I was able to relate to these individuals because they understood where I came from. They were raised in India like me and emigrated to pursue their education. They really empathized with my fears and struggles: It’s tough moving away from your family and country to start a new life, but seeing how incredible they’re doing made me more confident that this risk I am taking to chase my ambitions will be worth it. Another joy I encountered was being around children, which lent me an unfamiliar perspective on how I viewed life. I always have so much on my mind and invest myself in countless thoughts, but my nephews saw the world through very naïve eyes. The smallest laughs amused them. I was so engrossed in my issues, but after being with them, I reaped the little positive beams in life. They would get so excited trying to be like me, which was so funny. This brought me incomparable happiness — I could look at the positives, and even waking up on time now makes me feel satisfied to have a great day. Beyond that, my outlook on my childhood changed. Surrounded by hardships, my youthful brain blocked every fun facet of life. But somehow, by being around them, I was able to zoom in on the good instead of the bad. As kids, they lived in their own worlds, and it didn’t matter to them what people said because they just kept going. I think that’s a great way to live, honestly. Today’s social media once made me so obsessed with what society wanted me to be, and being with them led me to ask, who cares? I care more about what I want to be.

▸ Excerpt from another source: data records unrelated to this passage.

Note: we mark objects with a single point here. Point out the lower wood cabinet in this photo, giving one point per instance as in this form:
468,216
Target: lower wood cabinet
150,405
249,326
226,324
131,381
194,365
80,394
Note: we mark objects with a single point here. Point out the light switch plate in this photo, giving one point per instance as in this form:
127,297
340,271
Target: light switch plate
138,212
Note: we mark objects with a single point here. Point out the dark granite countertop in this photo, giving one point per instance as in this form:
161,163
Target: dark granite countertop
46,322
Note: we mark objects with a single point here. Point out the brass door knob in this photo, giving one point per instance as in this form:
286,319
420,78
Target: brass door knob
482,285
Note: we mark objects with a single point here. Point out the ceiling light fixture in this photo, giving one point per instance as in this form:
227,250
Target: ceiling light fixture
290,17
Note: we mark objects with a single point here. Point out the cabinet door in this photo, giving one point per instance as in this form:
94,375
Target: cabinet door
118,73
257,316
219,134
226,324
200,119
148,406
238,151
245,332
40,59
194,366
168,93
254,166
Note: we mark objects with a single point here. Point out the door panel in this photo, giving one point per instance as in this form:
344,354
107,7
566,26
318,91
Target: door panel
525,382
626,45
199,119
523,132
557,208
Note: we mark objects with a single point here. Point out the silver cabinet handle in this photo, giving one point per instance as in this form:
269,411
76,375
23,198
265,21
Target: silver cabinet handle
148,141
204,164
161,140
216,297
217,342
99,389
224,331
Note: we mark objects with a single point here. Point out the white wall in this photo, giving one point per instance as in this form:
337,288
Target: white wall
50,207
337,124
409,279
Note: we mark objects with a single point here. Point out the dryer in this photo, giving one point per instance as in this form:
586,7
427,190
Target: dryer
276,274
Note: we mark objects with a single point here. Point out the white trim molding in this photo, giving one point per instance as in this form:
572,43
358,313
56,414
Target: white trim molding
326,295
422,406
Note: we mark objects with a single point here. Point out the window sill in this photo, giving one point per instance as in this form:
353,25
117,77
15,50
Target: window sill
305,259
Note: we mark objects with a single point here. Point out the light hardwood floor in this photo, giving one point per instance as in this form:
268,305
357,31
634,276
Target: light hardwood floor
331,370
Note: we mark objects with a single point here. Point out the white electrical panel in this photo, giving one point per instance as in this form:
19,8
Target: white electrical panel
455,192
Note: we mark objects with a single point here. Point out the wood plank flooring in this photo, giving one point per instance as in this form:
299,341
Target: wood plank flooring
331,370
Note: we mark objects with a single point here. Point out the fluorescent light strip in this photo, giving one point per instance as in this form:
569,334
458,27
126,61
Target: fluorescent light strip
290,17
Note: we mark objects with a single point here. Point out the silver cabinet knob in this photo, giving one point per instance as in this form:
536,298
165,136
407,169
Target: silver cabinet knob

The main takeaway from these events is that the most important constitute of human development is first figuring out ourselves and how we fit into the world rather adjusting ourselves to fit some standards. It’s important to know that sometimes our bad pasts deter our mental processes, but we need to take a step back and reflect so they no longer impact our present. It’s hard and completely intrinsic, but we must start somewhere.

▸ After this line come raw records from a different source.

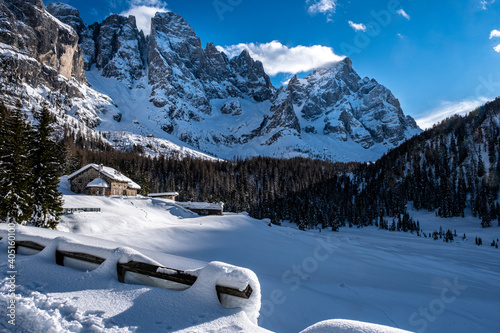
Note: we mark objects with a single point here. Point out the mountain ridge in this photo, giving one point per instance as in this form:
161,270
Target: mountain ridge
197,97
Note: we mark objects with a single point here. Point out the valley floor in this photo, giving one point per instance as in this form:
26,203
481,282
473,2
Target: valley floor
388,278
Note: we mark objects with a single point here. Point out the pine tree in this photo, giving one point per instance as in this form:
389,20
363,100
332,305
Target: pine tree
15,169
47,168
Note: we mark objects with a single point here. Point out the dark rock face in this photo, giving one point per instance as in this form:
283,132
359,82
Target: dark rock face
184,75
49,48
67,14
350,107
200,95
121,49
41,38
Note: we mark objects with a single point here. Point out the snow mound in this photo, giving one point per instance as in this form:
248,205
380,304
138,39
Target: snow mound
222,274
349,326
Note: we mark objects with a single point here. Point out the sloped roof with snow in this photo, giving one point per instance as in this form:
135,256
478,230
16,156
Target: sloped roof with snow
98,182
110,173
201,205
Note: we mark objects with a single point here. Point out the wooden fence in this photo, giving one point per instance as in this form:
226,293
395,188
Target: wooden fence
173,275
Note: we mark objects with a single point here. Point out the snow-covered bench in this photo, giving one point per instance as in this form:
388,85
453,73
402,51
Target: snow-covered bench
177,279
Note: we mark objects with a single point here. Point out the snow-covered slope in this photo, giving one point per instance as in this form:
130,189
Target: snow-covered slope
169,86
386,278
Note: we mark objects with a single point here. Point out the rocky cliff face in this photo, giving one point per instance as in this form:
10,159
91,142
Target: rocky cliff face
169,85
336,102
26,27
181,70
42,63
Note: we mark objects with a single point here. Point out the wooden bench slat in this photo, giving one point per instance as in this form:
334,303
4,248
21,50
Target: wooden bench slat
29,245
180,277
138,267
246,293
77,255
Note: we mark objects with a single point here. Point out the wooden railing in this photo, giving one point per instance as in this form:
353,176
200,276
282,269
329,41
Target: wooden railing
173,275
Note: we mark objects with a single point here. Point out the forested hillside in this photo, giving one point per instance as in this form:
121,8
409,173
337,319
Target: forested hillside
449,168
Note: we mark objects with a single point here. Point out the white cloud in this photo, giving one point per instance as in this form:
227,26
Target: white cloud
279,58
494,33
404,14
357,26
321,6
448,109
144,10
485,3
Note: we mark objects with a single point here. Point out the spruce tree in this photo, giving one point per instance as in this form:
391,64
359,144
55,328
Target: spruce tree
47,169
15,169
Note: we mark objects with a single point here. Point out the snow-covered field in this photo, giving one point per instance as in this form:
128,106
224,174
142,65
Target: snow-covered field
357,275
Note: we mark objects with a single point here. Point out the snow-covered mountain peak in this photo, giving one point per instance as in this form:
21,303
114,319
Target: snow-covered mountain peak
169,85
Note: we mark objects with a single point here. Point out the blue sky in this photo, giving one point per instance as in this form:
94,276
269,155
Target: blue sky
438,57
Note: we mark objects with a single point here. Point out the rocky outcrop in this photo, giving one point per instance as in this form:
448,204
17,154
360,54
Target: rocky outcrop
186,76
348,107
198,95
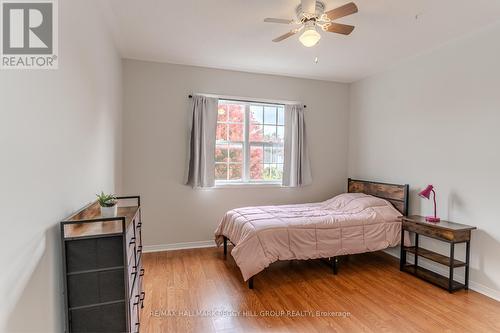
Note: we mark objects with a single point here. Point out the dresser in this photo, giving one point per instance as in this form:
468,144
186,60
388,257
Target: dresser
102,268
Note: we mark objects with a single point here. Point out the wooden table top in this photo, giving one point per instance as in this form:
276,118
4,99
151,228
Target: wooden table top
446,225
97,227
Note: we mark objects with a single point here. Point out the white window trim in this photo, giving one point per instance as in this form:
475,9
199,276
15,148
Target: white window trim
246,181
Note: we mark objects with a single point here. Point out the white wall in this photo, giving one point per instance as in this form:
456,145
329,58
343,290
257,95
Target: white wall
156,109
59,145
435,120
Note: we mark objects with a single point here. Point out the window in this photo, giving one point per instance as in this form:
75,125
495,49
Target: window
249,142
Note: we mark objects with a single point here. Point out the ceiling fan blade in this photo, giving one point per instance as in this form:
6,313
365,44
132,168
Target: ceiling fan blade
343,29
308,6
275,20
285,36
342,11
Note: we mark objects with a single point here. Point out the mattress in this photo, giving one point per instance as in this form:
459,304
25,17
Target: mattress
349,223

I needed to understand myself in order to be understood. I needed to fully accept myself and my situation in order to be accepted. I had to stop feeling like a victim in my story and become a hero. I had to realize that I owned my life and was no longer held back by my past. Studying here is my shot at achieving my future and changing my circumstances. I may be at a disadvantage in lots of aspects of life compared to my peers, but that only makes me stronger. I am grateful for everything that has happened to me that’s made me perseverant, reflective and constantly self-aware. There is strength in my pain and resilience in me. This probably happens to a lot of us: We negatively spiral and genuinely believe we won’t make it or aren’t doing enough, but sometimes we are the only ones stopping ourselves from true growth. I needed this one step back so I could leap ten steps forward. My environment has not changed, and it probably won’t for a while, but I am better equipped now to cope with my future, spring ahead and not pull myself back.